How private companies can create a more secure cyber environment

In the crosshairs of cyber criminals

Large public companies used to be the main targets for cyberattacks. But now, even small private companies find themselves in the crosshairs. And as cyberattacks become increasingly frequent, sophisticated, and costly, the risk level is rising even higher.

The challenge is particularly acute for private companies, which often have limited cybersecurity resources. They tend to focus on basic blocking and tackling, such as password protection and once-a-year vulnerability assessments.

Of course, there’s no such thing as 100-percent bulletproof cybersecurity, and a perfect, one-size-fits-all cyber strategy doesn’t exist. Every business needs to develop its own cyber strategy and roadmap that reflects its unique needs, risk tolerance, and budget constraints.

For most private companies, the first step of this is to conduct a maturity assessment to understand their current cyber capabilities and identify what they need to improve.

The three facets of an effective posture

At its core, effective cybersecurity revolves around three broad sets of capabilities:

Key elements of a secure cyber environment

To be more secure, organizations need to establish effective controls for their most sensitive assets and balance the need to reduce cyber risk against other critical business needs such as growth, productivity, and cost reduction.
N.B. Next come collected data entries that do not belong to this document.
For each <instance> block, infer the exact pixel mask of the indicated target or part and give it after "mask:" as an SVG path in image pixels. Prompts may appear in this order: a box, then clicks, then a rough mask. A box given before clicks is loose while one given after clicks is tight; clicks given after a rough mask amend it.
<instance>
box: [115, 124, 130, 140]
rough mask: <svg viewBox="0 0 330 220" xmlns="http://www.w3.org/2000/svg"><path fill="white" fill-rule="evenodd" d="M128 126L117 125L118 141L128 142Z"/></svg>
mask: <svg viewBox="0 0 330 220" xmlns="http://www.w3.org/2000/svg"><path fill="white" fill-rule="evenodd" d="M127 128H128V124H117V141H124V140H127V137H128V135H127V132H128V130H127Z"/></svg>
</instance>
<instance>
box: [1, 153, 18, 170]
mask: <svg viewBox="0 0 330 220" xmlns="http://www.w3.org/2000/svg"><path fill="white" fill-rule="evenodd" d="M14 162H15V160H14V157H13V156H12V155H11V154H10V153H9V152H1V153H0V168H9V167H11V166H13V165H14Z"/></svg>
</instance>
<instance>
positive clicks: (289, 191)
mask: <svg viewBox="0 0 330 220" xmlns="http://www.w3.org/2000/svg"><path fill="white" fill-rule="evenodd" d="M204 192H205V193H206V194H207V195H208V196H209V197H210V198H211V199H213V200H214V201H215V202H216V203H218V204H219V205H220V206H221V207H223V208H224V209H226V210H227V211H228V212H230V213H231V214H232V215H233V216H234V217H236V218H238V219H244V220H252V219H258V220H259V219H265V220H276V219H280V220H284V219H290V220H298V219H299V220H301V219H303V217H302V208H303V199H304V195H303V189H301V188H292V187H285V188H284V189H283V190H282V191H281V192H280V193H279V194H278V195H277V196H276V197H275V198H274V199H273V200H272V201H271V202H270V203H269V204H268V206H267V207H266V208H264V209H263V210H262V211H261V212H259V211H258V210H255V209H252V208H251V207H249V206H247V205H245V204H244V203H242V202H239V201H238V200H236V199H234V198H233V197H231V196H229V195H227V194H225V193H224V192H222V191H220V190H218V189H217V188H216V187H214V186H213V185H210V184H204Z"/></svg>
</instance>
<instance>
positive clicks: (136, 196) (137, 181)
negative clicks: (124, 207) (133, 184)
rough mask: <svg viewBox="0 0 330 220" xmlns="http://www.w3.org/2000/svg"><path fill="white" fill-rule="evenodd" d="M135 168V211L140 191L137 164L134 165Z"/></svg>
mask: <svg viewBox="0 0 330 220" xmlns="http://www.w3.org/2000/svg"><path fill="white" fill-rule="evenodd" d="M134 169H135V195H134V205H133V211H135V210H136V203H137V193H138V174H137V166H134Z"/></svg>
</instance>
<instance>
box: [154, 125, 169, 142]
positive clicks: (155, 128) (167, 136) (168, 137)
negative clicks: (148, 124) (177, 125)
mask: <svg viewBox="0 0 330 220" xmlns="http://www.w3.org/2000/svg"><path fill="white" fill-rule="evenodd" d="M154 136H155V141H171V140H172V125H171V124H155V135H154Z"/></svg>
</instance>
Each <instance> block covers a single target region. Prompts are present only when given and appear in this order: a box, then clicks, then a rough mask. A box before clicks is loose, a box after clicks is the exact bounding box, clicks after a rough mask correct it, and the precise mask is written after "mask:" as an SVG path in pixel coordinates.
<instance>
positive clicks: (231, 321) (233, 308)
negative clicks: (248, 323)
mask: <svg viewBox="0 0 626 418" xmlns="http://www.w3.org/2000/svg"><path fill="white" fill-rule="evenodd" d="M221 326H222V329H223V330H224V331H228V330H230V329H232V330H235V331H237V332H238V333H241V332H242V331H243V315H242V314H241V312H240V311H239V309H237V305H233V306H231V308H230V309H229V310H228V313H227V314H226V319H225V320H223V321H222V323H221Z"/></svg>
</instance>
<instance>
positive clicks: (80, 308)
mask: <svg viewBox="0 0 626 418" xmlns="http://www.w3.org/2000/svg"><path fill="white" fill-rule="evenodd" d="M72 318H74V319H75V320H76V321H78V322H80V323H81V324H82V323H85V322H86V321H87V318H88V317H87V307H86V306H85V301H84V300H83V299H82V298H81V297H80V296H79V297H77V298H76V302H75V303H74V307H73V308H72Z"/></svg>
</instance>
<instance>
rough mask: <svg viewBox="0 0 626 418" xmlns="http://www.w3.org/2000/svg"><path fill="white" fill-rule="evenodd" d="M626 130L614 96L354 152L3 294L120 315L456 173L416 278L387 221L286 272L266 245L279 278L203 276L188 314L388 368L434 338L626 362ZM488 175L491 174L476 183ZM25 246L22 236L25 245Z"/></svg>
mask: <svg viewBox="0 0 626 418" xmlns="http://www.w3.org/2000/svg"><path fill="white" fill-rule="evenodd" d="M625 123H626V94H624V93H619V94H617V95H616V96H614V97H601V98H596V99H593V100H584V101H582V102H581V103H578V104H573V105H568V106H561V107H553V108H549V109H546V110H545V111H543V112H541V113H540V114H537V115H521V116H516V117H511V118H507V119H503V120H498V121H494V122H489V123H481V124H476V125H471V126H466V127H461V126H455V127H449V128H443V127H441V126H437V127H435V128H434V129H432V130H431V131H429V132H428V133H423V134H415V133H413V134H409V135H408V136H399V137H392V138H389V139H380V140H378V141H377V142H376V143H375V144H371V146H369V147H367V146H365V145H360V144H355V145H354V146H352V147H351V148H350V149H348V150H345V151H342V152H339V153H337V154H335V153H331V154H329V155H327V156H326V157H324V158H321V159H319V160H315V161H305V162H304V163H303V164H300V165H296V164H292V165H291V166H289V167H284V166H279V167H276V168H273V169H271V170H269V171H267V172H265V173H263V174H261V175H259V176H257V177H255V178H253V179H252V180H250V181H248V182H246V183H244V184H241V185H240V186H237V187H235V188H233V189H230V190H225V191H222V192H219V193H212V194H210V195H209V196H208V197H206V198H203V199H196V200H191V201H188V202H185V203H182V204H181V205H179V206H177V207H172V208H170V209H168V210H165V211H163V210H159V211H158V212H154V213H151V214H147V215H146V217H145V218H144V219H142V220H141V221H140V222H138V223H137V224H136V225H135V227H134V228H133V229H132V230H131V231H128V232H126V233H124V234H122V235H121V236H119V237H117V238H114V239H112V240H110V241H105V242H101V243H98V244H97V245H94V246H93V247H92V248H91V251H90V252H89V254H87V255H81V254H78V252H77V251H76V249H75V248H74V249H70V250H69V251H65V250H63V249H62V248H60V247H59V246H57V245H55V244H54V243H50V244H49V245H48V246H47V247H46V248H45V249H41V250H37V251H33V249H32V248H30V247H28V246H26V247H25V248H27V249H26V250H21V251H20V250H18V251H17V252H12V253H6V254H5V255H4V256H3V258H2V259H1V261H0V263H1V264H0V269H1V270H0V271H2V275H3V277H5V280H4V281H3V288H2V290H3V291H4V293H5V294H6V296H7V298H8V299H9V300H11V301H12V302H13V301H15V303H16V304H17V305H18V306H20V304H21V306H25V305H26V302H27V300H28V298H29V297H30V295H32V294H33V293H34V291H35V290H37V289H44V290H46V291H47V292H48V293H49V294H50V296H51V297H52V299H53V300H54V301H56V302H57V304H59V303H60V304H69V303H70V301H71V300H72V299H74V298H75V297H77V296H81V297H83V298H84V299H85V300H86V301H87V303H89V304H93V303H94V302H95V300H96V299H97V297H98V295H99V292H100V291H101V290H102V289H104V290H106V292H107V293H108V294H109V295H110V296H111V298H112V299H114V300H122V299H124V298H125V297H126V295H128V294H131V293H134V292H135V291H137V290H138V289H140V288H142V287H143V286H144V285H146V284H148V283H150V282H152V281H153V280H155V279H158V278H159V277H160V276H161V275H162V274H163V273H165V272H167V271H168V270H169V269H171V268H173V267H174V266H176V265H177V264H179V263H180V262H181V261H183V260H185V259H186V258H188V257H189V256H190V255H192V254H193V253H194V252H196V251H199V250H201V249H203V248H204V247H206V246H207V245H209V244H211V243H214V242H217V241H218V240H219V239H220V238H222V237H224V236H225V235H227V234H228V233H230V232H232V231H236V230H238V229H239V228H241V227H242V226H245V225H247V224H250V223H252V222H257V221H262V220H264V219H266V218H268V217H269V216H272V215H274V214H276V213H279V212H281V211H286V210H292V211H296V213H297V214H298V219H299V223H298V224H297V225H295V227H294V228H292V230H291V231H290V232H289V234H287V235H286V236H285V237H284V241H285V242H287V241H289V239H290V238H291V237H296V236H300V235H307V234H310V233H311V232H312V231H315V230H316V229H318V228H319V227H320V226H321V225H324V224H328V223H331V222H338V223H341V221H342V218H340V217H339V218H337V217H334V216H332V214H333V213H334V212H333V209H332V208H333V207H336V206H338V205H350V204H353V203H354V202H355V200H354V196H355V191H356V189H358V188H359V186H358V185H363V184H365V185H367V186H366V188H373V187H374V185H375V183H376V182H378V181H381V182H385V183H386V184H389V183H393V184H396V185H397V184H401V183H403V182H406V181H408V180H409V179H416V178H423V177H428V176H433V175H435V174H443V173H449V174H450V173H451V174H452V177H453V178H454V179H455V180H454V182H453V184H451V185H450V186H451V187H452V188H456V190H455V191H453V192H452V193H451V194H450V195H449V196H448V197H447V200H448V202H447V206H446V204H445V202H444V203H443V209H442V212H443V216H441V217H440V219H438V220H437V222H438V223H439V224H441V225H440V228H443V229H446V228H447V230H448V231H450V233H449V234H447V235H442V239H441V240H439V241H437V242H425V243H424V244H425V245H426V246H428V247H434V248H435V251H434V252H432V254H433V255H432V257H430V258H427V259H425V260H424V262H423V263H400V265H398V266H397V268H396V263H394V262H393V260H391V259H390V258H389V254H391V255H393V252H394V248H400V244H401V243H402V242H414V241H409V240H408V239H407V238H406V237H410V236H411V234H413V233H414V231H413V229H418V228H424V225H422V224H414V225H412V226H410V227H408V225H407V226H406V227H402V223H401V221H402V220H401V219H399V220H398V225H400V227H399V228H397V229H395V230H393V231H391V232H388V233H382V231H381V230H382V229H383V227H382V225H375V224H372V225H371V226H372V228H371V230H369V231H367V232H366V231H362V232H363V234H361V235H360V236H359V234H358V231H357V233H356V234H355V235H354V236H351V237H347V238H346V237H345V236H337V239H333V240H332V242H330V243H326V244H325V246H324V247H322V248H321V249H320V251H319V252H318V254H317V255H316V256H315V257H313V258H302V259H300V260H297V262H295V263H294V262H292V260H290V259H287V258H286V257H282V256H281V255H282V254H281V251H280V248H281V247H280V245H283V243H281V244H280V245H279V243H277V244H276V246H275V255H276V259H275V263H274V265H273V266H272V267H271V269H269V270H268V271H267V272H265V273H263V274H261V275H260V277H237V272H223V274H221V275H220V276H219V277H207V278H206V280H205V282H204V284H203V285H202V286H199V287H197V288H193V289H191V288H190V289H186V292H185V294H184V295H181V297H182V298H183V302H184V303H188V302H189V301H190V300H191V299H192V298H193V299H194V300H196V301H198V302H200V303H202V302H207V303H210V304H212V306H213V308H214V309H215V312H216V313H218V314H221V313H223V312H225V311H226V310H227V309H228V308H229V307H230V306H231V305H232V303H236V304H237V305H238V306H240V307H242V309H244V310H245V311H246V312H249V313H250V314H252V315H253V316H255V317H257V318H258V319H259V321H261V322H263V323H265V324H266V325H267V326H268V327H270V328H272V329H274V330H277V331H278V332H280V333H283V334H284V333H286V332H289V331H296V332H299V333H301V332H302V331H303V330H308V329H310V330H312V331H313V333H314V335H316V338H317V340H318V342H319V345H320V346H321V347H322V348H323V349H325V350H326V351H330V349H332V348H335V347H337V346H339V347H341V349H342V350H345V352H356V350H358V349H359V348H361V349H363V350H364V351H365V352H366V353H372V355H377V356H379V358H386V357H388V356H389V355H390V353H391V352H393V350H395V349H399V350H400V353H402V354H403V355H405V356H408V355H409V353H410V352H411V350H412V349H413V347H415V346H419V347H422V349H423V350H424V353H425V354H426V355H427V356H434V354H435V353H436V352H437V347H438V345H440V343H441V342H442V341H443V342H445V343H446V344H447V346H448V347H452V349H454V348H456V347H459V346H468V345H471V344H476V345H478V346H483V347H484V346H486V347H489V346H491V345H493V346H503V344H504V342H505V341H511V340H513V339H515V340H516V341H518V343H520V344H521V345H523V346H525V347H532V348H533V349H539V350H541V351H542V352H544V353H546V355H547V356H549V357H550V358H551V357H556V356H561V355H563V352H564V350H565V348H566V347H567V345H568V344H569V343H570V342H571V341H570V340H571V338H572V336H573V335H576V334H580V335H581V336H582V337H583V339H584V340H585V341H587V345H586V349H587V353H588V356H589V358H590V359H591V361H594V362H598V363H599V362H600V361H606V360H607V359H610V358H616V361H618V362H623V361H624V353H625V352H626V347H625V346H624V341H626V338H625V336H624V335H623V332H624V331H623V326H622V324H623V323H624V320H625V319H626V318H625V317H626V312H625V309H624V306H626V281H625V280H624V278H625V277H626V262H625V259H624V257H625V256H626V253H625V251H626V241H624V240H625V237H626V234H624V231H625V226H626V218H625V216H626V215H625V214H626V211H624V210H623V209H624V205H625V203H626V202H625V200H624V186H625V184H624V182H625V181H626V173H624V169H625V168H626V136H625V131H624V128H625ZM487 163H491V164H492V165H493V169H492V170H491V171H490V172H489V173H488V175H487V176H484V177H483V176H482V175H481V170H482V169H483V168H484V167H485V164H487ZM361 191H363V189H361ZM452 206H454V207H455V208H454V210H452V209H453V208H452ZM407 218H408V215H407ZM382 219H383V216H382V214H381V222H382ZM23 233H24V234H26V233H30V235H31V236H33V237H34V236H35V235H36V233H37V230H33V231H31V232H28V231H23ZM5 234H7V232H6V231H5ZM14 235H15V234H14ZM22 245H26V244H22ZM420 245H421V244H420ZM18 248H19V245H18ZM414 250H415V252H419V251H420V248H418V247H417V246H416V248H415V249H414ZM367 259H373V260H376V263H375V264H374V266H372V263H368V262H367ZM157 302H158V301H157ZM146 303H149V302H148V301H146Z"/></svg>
Key elements of such a strategy include:

  • IoT security. Securely developing and implementing next-generation connected products.
  • Cloud security. Evaluating cloud vendor security capabilities and ensuring the security of cloud platforms. 
  • Infrastructure protection. Designing, deploying, and maintaining secure traditional and emerging infrastructures and technologies. 
  • Application protection. Designing, developing, and configuring applications using secure development and testing methods.
  • Identity and access management (IAM). Establishing comprehensive IAM programs, from defining a clear vision and strategy for secure access to identifying information assets to deploying and operating IAM platforms (including integration with other IT platforms).
  • Information privacy and protection. Navigating privacy risk and the broad challenge of information protection, including risks arising from people and processes, not just technology. 
  • Cyber risk analytics. Modernizing an established cyber risk management framework, shifting from periodic risk reporting to predictive, real-time (or near real-time) risk reporting.

Clients, vendors demand accountability

Robust cybersecurity is not something private companies can put off or ignore. A growing number of customers and value chain partners refuse to do business with companies that cannot demonstrate a disciplined and sustained approach to securing their cyber environment and data.
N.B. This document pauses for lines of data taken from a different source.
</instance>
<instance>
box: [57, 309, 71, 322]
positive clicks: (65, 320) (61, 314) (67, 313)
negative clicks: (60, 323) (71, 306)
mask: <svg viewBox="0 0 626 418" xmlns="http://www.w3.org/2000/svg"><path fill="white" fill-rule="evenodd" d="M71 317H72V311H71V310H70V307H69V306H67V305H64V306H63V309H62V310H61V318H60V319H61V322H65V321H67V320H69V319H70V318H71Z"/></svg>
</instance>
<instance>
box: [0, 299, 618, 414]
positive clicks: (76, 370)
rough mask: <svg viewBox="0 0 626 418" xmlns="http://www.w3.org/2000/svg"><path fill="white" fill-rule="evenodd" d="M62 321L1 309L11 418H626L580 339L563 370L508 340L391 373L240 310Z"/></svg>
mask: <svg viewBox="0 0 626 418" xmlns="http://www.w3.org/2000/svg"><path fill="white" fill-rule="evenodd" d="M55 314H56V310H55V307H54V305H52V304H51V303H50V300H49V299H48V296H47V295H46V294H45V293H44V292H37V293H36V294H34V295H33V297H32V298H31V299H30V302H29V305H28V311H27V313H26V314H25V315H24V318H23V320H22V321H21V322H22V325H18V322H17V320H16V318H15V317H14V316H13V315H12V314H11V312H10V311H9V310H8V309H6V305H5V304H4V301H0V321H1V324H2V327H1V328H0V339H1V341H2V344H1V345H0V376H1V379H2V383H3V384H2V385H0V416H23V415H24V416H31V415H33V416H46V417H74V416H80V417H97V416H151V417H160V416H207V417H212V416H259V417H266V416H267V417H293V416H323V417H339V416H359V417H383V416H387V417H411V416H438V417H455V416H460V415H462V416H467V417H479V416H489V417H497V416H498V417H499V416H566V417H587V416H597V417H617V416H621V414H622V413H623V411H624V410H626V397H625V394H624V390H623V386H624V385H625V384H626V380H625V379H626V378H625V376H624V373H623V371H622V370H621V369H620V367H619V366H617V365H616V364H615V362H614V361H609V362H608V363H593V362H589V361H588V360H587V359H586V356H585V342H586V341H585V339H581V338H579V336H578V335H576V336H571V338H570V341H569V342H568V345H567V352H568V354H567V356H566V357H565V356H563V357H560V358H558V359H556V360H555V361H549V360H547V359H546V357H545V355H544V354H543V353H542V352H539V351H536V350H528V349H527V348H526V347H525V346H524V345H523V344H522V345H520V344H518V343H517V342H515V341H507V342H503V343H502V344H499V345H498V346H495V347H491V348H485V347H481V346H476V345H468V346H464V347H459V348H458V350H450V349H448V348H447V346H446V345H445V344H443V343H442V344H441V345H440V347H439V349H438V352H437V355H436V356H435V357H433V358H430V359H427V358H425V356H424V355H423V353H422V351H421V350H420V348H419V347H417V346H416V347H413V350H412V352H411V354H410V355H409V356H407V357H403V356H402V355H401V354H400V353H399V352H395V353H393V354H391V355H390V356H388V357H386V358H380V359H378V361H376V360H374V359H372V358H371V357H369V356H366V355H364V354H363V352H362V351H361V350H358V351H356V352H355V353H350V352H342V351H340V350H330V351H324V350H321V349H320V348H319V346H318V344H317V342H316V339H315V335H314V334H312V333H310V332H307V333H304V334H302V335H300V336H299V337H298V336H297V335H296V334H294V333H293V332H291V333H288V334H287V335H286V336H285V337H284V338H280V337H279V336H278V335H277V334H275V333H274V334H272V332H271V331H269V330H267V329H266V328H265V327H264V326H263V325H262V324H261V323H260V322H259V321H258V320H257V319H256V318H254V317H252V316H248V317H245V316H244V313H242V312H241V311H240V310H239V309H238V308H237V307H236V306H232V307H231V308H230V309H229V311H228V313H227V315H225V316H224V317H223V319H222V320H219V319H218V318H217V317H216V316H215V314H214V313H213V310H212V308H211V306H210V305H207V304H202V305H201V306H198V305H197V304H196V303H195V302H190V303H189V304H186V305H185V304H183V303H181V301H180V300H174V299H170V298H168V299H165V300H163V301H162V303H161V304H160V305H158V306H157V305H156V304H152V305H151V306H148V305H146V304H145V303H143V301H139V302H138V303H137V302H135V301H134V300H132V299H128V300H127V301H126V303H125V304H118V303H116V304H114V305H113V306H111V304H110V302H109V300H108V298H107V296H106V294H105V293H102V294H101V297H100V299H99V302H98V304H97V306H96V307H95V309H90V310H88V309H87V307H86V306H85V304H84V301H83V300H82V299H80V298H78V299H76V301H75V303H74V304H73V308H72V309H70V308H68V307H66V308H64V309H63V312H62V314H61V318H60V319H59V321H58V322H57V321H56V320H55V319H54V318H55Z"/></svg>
Cyber risk is also not something a business should delegate to an IT provider. Many companies that outsource some or all of their IT activities are under the mistaken belief that cybersecurity is strictly their vendors’ responsibility. If they take a close look at their outsourcing contracts, they’ll likely find that the responsibility for preserving and protecting data ultimately resides with them, not their vendors.

Start with a cyber maturity assessment

The first step toward creating a secure cyber environment is to assess your organization’s current capabilities and determine where they fall on the cyber maturity curve.

An assessment will show how secure, vigilant, and resilient your organization’s cyber capabilities are. It will also measure risk exposure and vulnerabilities, providing a prioritized roadmap to develop the cyber capabilities that are right for your business in light of its budget constraints and risk tolerance.

A comprehensive cyber maturity assessment includes:

  • Evaluating your current cybersecurity governance and operations
  • Reviewing cybersecurity-related documents such as security policies, standards, and organization structures
  • Conducting interviews and workshops with key staff members from various departments, including information technology, information security, business operations and administration, human resources, and facilities and services 
  • Developing recommendations to address critical risks that are aligned with your organization’s business objectives

Overcoming the barriers to action

Private companies have different priorities and constraints than public companies, starting with the fact they aren’t subject to external audit. This gives them more latitude to avoid confronting the challenge of cyber risk. However, it can also increase their vulnerability and risk exposure, while making it harder to get funding for cybersecurity initiatives–especially when they’re facing other more visible and pressing priorities, such as the need to pursue sales growth.

A cyber maturity assessment can help members of the board of directors understand the critical gap that currently exists in the company’s cyber capabilities and what the potential impact is, thus equipping them to properly exercise their fiduciary responsibilities. Also, it provides a clear roadmap so the directors can see exactly what needs to be done to close the gap and create a secure cyber environment, instead of perceiving cybersecurity as an unsolvable riddle and bottomless pit of potential investment.

As with most big challenges, the hardest thing about cybersecurity is understanding the problem−and then taking the first step to address it. A cyber maturity assessment will help you understand exactly what challenges you face so that you can tackle them head-on.